Mouse Embryo Assay (MEA)	Two-Cell-MEA, blastocyst hatching >80%	"Mouse Embryo Assay batch tested: Two-Cell-MEA, blastocyst hatching >80%" (Indicates routine batch testing to meet this spec.)
Endotoxin (Bacterial)	Bacterial Endotoxin Assay, Endotoxin Value < 0.25 EU/ml	"Endotoxin batch tested: Bacterial Endotoxin Assay, Endotoxin Value < 0.25 EU/ml" (Indicates routine batch testing to meet this spec.)
Design Specifications	Made to meet the requirements for insemination catheters	"A Design specifications were made to meet the requirements for insemination catheters" (Implies design meets functional and safety requirements for intended use, though specific performance metrics beyond the above aren't detailed in the summary.)
Labeling	Meets requirements of 21 CFR Part 801 and Part 884	"The Labelling meets the requirements of 21 CFR Part 801 and Part 884. special controls"
Clinical Application	Post-Marketing-Surveillance-System to collect and analyze data from clinical application. No adverse events for 10+ years in EU.	"Clinical application is evaluated using a 'Post-Marketing-Surveillance-System' to collect and analyse data from clinical application. These Insemination Catheters are marketed for more than 10 years in the EU without any adverse events."

Information Not Applicable to This Device (Traditional Medical Device)

The following points are specifically designed for AI/ML device evaluations. Since the Labotect Insemination Catheter is a traditional, non-AI medical device, these questions are not directly relevant:

2. Sample size used for the test set and the data provenance (e.g. country of origin of the data, retrospective or prospective)

Not Applicable: This device is a physical catheter. "Test set" refers to data for algorithm evaluation. The performance here is primarily based on meeting manufacturing and biological safety standards (e.g., sterilization, biocompatibility, MEA, endotoxin). The clinical "performance" is inferred from its long history of safe use in the EU.

3. Number of experts used to establish the ground truth for the test set and the qualifications of those experts (e.g. radiologist with 10 years of experience)

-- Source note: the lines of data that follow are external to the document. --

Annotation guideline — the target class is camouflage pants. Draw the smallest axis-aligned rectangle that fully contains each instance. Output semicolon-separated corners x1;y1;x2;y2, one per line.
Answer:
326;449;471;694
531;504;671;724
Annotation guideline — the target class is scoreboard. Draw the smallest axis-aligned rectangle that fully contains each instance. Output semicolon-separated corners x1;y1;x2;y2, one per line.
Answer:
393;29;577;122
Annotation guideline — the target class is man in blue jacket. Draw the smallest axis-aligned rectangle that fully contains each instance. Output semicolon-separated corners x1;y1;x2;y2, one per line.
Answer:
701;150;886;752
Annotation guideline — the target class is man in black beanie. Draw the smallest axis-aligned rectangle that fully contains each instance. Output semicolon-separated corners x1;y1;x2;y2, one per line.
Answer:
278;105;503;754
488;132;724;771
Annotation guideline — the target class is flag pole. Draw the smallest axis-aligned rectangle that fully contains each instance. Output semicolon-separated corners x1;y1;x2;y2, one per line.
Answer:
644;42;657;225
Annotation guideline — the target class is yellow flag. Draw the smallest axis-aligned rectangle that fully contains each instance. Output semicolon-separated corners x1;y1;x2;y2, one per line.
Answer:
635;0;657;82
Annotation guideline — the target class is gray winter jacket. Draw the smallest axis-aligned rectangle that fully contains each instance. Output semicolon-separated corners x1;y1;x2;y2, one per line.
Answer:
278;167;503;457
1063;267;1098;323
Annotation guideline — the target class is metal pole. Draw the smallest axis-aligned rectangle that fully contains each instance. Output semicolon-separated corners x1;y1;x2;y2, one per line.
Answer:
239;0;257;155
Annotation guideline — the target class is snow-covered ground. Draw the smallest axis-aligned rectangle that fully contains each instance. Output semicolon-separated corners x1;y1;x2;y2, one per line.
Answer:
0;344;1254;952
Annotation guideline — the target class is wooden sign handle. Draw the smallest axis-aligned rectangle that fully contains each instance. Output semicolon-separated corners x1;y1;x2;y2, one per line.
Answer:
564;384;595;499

Not Applicable: There is no "ground truth" in the AI/ML sense. The performance is assessed against established biological and engineering standards.

4. Adjudication method (e.g. 2+1, 3+1, none) for the test set

Not Applicable: No adjudicated "test set" for an algorithm.

5. If a multi reader multi case (MRMC) comparative effectiveness study was done, If so, what was the effect size of how much human readers improve with AI vs without AI assistance

Not Applicable: This is not an AI-assisted device.

6. If a standalone (i.e. algorithm only without human-in-the-loop performance) was done

Not Applicable: There is no algorithm.

7. The type of ground truth used (expert consensus, pathology, outcomes data, etc)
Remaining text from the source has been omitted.